Episode 9. Sebuah Mini Seri

Penyaluran pupuk bersubsidi yang efektif adalah yang memenuhi kaidah prinsip tujuh tepat. Tepat jenis, tepat jumlah, tepat waktu, tepat tempat, tepat harga, tepat mutu, dan tepat sasaran.
Kriteria ketepatan telah diketahui bersama. Tantangan ketepatan harga dan sasaran adalah menghubungkan petani, kriteria, dan pihak penyaluran Puber.
Kita harus membuat asumsi dalam hal ini. Pertama, bahwa pupuk tersedia di tingkat pengecer dalam jenis, jumlah, waktu, tempat dan mutu yang sesuai. Kedua, kelompok sasaran yaitu petani yang berhak membeli telah tersedia dalam RDKK.
Berikutnya adalah bagaimana memastikan petani penerima (bahwa Petani yang membeli adalah yang berhak) dan memastikan petani membeli di harga yang sesuai. Sebenarnya, ada dua jembatan (alat, media) yang mungkin dibangun. Pertama, adalah yang saat ini sedang diuji coba, sedangkan yang kedua adalah pengembangan dari gagasan yang sempat terpikir empat atau lima tahun yang lalu. Saya akan mulai dari yang kedua dulu saja.
Gagasan Radikal
Gagasan ini bermula pada dua kondisi penyaluran pupuk bersubsidi. (1) permasalahan dalam penyaluran pupuk bersubsidi masih sama. Temuan BPK masih dikisaran itu-itu saja. (2) Produsen pelaksana telah menyalurkan Puber lebih dari 14 tahun, tapi perbaikan di saluran penyaluran, utamanya di tingkat pengecer tidak terlihat secara nyata. Oh ternyata tidak dua, tapi tiga. (3) Digitalisasi disisi produsen hanya sampai Distributor. Distributor ke Pengecer, Pengecer ke Petani, masih gelap. Waktu itu.

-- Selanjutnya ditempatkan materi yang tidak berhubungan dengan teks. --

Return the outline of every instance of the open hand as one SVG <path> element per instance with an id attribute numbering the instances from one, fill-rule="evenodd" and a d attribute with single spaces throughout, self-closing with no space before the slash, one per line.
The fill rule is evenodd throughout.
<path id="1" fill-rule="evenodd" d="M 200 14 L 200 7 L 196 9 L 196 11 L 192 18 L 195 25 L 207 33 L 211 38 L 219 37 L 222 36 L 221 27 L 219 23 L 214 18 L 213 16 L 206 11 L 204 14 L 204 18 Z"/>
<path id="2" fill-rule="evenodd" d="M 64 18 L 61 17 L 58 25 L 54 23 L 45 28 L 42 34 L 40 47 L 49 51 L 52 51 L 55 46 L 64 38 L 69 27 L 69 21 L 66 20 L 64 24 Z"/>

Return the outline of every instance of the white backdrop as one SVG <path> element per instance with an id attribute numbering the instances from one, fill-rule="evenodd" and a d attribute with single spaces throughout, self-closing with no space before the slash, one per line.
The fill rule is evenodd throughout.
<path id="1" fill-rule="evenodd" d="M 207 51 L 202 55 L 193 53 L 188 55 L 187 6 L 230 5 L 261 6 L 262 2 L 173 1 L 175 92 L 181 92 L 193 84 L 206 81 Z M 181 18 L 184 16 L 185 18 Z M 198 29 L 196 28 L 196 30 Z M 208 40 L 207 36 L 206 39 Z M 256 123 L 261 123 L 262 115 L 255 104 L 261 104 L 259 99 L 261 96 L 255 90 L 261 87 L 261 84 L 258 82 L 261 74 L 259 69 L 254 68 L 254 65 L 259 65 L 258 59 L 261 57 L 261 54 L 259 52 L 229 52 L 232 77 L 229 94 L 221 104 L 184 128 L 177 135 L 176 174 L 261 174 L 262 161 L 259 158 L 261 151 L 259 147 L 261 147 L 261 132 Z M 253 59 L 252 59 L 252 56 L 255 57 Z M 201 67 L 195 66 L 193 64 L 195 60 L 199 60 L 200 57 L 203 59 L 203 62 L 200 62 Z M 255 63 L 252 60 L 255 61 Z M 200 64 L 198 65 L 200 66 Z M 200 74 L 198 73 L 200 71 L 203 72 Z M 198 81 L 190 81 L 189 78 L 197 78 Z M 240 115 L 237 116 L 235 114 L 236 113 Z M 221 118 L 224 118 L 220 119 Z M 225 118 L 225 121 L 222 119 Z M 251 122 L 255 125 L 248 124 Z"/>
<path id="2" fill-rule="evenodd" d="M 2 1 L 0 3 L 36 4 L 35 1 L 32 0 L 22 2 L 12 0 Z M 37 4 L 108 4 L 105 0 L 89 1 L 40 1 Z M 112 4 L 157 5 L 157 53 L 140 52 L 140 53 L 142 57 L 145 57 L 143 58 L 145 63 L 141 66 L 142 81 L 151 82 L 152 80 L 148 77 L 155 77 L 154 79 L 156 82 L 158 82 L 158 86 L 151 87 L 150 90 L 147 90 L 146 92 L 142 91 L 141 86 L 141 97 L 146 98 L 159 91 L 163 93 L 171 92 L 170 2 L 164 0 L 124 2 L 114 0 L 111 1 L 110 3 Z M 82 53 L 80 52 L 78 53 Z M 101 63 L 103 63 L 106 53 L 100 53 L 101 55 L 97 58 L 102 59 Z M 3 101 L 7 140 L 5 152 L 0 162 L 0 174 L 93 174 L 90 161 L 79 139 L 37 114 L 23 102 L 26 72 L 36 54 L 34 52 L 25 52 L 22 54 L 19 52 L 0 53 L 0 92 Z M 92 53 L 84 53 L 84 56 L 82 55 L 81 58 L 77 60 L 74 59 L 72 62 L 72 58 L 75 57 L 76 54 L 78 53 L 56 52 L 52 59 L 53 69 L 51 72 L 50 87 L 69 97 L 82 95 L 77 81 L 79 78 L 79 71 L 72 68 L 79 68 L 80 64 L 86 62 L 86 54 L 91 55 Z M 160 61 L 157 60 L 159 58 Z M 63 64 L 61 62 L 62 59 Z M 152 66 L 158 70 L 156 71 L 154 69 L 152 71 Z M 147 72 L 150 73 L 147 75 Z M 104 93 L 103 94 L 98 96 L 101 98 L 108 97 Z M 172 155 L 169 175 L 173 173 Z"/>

Pijakan gagasan perbaikan ini berawal dari: pupuk bersubsidi ini adalah bisnis, bagi Produsen, Distributor, dan Pengecer. Mau sebesar–atau sekecil– apapun profit atau keuntungannya, bisnis adalah bisnis. Masih akan ada orang yang mau dan bisa melakukannya. Bisnis pupuk bersubsidi: bisnis kepercayaan. Silakan buka kembali Majalah GEMA edisi 289, Oktober 2017 halaman 14-16. Atau buku Sepuluh Genap halaman 124.
Perbaikan sistem penyaluran dan jawaban dari permasalahan penyaluran SEHARUSNYA ditemukan dan dilakukan oleh produsen dan saluran penyalurannya.
Karena permasalahan utama adalah di tingkat pengecer, maka jawaban dari masalah itu adalah “memperbaiki kondisi pengecer”. Pengecer menjadi pelaku dan objek dari perbaikan ini. Tentu dalang utamanya adalah produsen pelaksana.
Pengecer adalah pihak yang bertemu secara langsung dengan petani. Jembatan harus dibangun dari dan ke Pengecer.
Sistem informasi dan teknologi dibangun di Pengecer, terhubung dengan Produsen dan Distributor, termasuk pihak terkait, pemerintah daerah dan pusat.
Perlu diberi catatan bahwa syarat minimal jumlah pengecer, hanya dua pengecer di satu kecamatan. Dulu, saya lebih menyukai sistem berbasis komputer personal (PC) dari pada berbasis Android atau EDC. Saat ini mungkin akan jauh berbeda, mengingat demikian majunya perkembangan aplikasi POS (Point of Sales).
Dengan sistem itu, Pengecer akan mampu melakukan perekaman (digitalisasi) data petani, melakukan pesanan, pencatatan stok, merekam pelayanan penyaluran pupuk bersubsidi, sampai pelaporan, secara tepat waktu (real time).
Sulit? Iya.
Tidak semua pengecer saat mampu? Iya.
Karena itu, bangunan jembatan ini dimulai dengan “memperbaiki kondisi pengecer” dengan memampukan pengecer. Mengembangkan pengecer, menambahkan peralatan, dan meningkatkan kemampuan. Jika diperlukan mencari dan mengangkat pengecer baru, untuk menggantikan pengecer yang dinilai tidak mampu mengikuti hal itu.
Ide radikalnya adalah, digitalisasi tingkat pengecer oleh Produsen pelaksana subsidi.
Tapi sudahlah, gagasan ini tidak dapat terealisasi –mungkin karena kurang berjuang–, tergeser oleh sistem yang diinisiasi oleh Pemerintah. Sekarang, produsen, Distributor, dan Pengecer Puber hendaknya mendukung sistem yang dibangun Pemerintah, serta mengamankan bisnis Puber ini.